Biz Gaziantep'te kongre hazırlığı yapıyorduk. Siz yönetimlerinizi nasıl seçiyorsunuz bilemem ama biz Halkların Demokratik Partisi olarak mahalle toplantıları yaparız, ilçelerde toplantılar yaparız, öneriler alırız, insanlar "Ben şunu yönetimde görmek istiyorum." der, komisyon kurarız. "Niye komisyon kurdunuz?" deniyor; arkadaşlarımıza, bize, partililerimize "Niye komisyon kurdunuz?" deniyor.

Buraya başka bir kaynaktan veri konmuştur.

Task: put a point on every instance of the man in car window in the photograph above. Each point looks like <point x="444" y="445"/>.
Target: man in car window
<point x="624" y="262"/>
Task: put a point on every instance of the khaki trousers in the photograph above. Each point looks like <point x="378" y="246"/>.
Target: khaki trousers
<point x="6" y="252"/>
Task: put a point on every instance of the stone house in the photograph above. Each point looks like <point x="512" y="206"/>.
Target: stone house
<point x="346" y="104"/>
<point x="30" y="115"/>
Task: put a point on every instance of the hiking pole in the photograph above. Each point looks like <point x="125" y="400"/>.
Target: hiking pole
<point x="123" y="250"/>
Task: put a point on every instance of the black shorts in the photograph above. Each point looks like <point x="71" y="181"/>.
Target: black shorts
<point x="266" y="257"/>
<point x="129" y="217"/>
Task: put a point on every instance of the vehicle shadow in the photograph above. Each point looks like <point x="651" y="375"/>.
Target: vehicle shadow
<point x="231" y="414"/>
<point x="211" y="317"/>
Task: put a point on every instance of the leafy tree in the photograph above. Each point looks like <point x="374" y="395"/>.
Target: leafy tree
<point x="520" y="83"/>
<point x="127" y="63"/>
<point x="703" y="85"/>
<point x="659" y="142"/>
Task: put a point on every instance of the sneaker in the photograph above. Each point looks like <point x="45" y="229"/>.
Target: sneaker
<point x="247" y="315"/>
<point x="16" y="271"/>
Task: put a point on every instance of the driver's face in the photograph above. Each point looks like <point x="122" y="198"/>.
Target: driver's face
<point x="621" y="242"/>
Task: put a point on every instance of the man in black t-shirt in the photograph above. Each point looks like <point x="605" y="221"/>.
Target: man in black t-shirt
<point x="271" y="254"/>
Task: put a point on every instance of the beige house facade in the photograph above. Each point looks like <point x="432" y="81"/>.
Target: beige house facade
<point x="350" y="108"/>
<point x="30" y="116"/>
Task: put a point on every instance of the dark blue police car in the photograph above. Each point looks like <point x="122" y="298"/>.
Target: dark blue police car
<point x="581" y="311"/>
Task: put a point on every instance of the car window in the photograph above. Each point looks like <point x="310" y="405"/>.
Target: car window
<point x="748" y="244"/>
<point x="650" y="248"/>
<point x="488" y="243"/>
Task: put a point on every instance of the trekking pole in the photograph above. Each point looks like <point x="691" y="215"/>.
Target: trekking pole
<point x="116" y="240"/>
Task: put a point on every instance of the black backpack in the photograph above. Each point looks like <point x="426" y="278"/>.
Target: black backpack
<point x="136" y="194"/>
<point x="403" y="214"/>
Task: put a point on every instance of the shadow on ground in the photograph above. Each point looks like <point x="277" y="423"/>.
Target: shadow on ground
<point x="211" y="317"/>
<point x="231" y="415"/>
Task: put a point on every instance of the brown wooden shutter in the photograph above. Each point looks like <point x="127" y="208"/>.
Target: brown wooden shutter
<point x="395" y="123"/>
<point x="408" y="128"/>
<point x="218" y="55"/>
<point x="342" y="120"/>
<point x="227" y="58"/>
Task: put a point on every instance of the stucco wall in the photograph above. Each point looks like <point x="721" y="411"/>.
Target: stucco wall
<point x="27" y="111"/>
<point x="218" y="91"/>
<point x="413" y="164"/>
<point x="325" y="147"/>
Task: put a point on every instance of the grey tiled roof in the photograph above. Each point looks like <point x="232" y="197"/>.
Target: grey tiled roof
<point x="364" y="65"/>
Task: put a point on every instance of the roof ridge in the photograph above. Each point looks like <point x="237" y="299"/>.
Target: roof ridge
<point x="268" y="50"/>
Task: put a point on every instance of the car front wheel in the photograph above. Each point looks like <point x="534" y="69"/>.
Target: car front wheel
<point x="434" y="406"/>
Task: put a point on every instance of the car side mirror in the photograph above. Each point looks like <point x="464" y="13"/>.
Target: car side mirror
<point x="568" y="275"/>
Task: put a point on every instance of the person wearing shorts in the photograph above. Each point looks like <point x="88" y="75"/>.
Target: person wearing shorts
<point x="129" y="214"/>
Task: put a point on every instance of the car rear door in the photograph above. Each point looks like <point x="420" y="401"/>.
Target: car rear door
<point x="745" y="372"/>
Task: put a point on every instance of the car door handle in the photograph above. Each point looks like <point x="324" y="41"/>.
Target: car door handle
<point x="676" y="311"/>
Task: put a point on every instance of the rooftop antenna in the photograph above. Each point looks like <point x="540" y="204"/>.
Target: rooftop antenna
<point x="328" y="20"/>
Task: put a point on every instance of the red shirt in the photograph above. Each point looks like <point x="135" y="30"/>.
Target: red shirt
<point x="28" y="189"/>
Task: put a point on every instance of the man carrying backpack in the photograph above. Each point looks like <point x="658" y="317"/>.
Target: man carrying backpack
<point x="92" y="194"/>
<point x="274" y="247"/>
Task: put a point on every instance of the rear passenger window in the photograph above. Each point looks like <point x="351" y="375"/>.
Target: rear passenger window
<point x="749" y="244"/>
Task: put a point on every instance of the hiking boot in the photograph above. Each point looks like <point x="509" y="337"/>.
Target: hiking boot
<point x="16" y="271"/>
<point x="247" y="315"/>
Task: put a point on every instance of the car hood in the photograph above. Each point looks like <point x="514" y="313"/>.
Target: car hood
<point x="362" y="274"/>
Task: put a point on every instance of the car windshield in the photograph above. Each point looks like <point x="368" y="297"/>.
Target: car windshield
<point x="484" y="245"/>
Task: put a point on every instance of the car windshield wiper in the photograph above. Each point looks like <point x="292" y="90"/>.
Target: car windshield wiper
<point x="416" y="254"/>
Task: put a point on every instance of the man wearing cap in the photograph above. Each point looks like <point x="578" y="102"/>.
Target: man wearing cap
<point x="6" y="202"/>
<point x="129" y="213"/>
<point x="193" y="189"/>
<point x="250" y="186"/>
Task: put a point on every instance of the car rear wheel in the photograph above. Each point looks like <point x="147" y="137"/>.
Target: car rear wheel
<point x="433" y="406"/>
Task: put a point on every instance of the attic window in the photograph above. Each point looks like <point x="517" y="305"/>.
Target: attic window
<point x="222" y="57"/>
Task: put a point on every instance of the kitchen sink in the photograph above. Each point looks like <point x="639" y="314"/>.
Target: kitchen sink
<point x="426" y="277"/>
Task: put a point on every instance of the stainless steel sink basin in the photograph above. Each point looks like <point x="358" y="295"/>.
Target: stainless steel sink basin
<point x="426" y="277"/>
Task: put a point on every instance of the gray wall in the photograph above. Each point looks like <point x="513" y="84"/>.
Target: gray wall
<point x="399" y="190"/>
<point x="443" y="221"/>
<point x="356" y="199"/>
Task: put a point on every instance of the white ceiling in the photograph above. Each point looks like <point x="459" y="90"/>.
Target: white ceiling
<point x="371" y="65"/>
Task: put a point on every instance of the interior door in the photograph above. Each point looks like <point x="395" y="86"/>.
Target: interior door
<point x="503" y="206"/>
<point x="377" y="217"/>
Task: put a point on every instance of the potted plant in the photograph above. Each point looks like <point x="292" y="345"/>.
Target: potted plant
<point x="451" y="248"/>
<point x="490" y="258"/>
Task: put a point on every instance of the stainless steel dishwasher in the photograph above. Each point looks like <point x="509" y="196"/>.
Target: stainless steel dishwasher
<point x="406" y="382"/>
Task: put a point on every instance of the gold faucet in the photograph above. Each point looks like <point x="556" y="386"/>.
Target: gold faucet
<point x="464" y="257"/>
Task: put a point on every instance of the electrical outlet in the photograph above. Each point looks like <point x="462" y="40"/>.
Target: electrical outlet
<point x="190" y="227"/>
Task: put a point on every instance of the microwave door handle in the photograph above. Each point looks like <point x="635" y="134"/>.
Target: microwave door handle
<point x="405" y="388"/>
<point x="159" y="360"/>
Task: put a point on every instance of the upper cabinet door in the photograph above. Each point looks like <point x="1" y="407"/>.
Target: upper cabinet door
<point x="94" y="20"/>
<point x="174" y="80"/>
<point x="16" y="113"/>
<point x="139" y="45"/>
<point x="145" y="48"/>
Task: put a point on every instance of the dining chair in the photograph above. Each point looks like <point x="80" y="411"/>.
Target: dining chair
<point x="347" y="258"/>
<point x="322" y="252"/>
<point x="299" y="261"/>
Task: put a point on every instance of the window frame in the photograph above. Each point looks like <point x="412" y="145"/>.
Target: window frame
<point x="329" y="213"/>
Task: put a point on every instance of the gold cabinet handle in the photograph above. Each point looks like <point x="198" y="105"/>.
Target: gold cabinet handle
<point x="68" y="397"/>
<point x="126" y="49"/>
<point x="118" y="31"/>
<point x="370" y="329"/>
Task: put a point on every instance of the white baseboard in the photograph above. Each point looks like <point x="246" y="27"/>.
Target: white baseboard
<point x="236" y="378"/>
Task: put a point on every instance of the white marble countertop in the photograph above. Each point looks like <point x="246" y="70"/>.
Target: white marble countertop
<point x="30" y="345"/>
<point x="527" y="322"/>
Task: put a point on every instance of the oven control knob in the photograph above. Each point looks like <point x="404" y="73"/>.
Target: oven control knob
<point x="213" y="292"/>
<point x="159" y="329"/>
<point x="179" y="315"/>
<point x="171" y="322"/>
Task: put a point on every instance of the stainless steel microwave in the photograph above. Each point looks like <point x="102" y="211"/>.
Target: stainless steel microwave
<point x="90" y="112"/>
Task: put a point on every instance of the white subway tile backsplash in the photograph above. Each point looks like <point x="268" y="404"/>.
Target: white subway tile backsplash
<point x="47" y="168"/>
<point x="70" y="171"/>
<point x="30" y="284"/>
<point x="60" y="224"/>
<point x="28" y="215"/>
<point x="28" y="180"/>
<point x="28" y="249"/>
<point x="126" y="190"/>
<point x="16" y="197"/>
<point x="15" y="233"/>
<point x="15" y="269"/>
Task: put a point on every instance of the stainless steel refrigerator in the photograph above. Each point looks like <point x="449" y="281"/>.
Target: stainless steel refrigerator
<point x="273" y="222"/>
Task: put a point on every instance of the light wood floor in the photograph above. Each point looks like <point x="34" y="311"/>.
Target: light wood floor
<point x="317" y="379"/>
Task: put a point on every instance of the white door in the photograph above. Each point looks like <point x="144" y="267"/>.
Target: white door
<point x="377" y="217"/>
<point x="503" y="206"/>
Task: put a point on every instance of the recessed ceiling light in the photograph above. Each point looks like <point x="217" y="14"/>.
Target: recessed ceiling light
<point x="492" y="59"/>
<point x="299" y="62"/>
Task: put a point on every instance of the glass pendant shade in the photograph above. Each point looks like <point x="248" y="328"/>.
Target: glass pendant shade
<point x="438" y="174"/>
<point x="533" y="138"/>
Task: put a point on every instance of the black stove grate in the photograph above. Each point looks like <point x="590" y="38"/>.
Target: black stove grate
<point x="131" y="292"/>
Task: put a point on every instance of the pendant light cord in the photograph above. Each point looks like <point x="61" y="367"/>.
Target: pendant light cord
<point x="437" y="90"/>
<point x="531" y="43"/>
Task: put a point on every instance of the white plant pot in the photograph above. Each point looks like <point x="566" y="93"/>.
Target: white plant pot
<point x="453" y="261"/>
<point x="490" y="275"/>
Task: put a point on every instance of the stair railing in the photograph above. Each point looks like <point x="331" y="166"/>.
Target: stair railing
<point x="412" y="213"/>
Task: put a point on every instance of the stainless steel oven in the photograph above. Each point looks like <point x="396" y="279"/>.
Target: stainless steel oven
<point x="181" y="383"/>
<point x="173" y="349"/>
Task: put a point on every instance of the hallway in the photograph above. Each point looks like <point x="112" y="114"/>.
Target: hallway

Biz, bu komisyonlarda gelen önerileri değerlendiririz ve il yönetim listesini hazırlarız. Biz tüm direktifleri, genelgeleri genel merkezimizden alırız. Sizlerin kimden aldığını bilemem ama biz sizin gibi talimatla çalışan bir parti değiliz. Bizim tek yönlendiricimiz genel merkezimizin genelgeleridir. Dolayısıyla kolluğu, yargıyı bir araç olarak Halkların Demokratik Partisine, muhaliflere kullanmaktan vazgeçin. Bununla sonuç alamayacaksınız.

(Mikrofon otomatik cihaz tarafından kapatıldı)

BAŞKAN - Tamamlayalım.

MAHMUT TOĞRUL (Devamla) - Bitiriyorum Sayın Başkanım.

Biz, ne olursa olsun, ne pahasına olursa olsun direnmeye ve sizin zulmünüze karşı durmaya devam edeceğiz; ta ki bu ülkede eşit, adil, özgür bir yaşamı kurgulayana kadar, kurana kadar. Bundan asla geri durmayacağız. Sizler yıkılacaksınız. HDP'yi tüketmek kimsenin yapabileceği bir şey de değil, hele hele AKP'nin haddi de değil.